Aalbert Rebergen

Joined: Feb 26, 2016 Last Active: Jan 20, 2021

I have observed and studied birds for as long as I can remember, with some botanizing on the margins.

Since 1986 I have made a (initially hardly economic) 'living' out of my hobby. First 15 or so years in mostly short-term research and monitoring contracts in Holland and New Zealand, with a strong focus on bird survey & monitoring, especially waders ('meadow birds' in Waterland and Terschelling, NL, braided river birds in Waitaki, NZ and gulls in Kaikoura, NZ); followed by full-time work in wildlife and habitat management for the Department of Conservation, Forest & Bird, QEII National Trust, BirdLife and local government.

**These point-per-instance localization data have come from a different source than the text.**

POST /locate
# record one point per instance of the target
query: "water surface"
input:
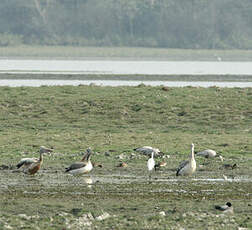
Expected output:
(125, 67)
(38, 82)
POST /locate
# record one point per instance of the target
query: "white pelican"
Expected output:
(160, 164)
(151, 163)
(35, 166)
(147, 150)
(209, 153)
(227, 208)
(82, 167)
(187, 167)
(122, 165)
(26, 162)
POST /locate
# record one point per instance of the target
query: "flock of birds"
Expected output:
(188, 167)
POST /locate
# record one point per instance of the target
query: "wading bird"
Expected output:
(159, 165)
(26, 162)
(227, 208)
(82, 167)
(187, 167)
(34, 167)
(151, 164)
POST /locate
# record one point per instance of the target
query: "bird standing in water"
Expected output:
(35, 166)
(151, 164)
(187, 167)
(82, 167)
(227, 208)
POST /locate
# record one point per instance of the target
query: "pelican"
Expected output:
(147, 150)
(187, 167)
(35, 166)
(44, 149)
(82, 167)
(26, 162)
(122, 165)
(151, 163)
(209, 153)
(227, 208)
(160, 164)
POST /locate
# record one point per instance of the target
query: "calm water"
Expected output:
(125, 67)
(37, 83)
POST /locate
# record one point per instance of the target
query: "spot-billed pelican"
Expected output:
(26, 162)
(187, 167)
(35, 166)
(151, 163)
(227, 208)
(160, 164)
(82, 167)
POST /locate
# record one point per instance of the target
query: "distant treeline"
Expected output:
(200, 24)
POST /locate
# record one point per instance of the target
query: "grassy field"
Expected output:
(68, 52)
(113, 121)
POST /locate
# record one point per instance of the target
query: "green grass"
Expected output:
(70, 119)
(66, 52)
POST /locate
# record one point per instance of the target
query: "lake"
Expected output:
(38, 82)
(118, 67)
(125, 67)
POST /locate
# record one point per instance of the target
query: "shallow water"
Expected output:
(37, 83)
(125, 67)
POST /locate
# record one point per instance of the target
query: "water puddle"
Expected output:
(39, 82)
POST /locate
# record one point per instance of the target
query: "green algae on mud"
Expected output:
(115, 120)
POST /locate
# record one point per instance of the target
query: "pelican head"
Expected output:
(89, 152)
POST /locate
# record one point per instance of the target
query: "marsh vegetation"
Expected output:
(113, 121)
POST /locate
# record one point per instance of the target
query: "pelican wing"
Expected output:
(76, 165)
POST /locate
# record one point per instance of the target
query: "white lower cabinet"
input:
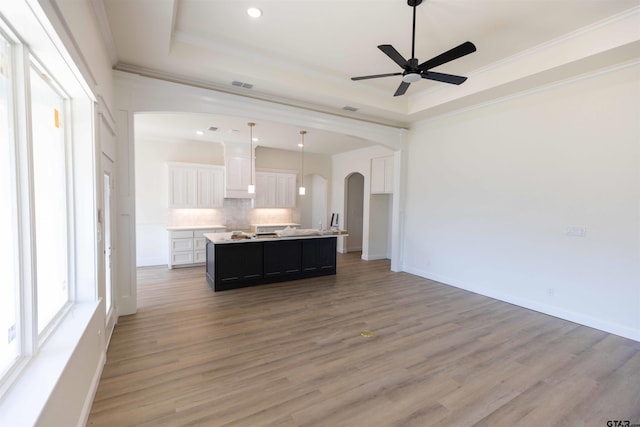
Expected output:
(189, 247)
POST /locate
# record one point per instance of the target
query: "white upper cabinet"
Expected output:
(275, 190)
(195, 186)
(382, 175)
(182, 186)
(210, 187)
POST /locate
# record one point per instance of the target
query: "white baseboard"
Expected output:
(95, 381)
(369, 257)
(572, 316)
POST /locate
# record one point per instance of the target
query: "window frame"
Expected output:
(19, 377)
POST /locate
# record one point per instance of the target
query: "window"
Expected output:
(46, 208)
(8, 244)
(50, 197)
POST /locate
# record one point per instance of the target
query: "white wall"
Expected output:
(344, 165)
(492, 190)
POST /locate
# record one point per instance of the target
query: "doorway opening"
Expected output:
(354, 195)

For the past 20 years I have grown an increasing interest and knowledge of plants - finding some super-rare species and plant populations as a result - and I have always looked around for lizards, butterflies and other little critters. Frustrated not being able to identify what invertebrate I have spotted and refusing to collect specimen I have never become a serious entomologist. iNaturalist has changed all that - I still refuse to collect; but my little pocket camera compensates for that, mostly. My main interest at present is moths. For my annual dose of bird watching I go to Australia or my native "lowlands" (Terschelling, best place in the world!).

From December 2018 to November 2019 I have - almost daily - looked around my urban house in Macandrew Bay on the Otago Peninsula for Lepidoptera and other invertebrates documenting everything that I see over a period of 12 months. It has been a great adventure and so much fun. I have managed to ID (with a lot of help - thanks Brian, Neville, Stephen, Steve, Shaun, Robert and others) of over 200 different species of moths in just one calendar year on our 1000 m2 urban section. Not to mention the spiders, flies, wasps, snails and more. So much biodiversity. Amazing!

We have moved in early December 2019 to Waikouaiti, about 40 km north from Dunedin, where I will repeat this and compare. I am fortunate having a 2000 m2 mostly exotic garden, to which I am urgently adding a host of native plant species, especially species of Olearia (hectorii, gardneri, odorata, bullata etc), Muehlenbeckia and home grown rarities like Pittosporum obcordatum.

Unfortunately I have now quite a backlog of observations to enter onto iNaturalist… and am only entering the odd record on a more regular basis, while slowly catching up....

When in Holland I use iNaturalist's (excellent) equivalent called "Waarneming.nl", a site I prefer somewhat over iNaturalist….(sorry). If you are not familiar with that site check it out and compare.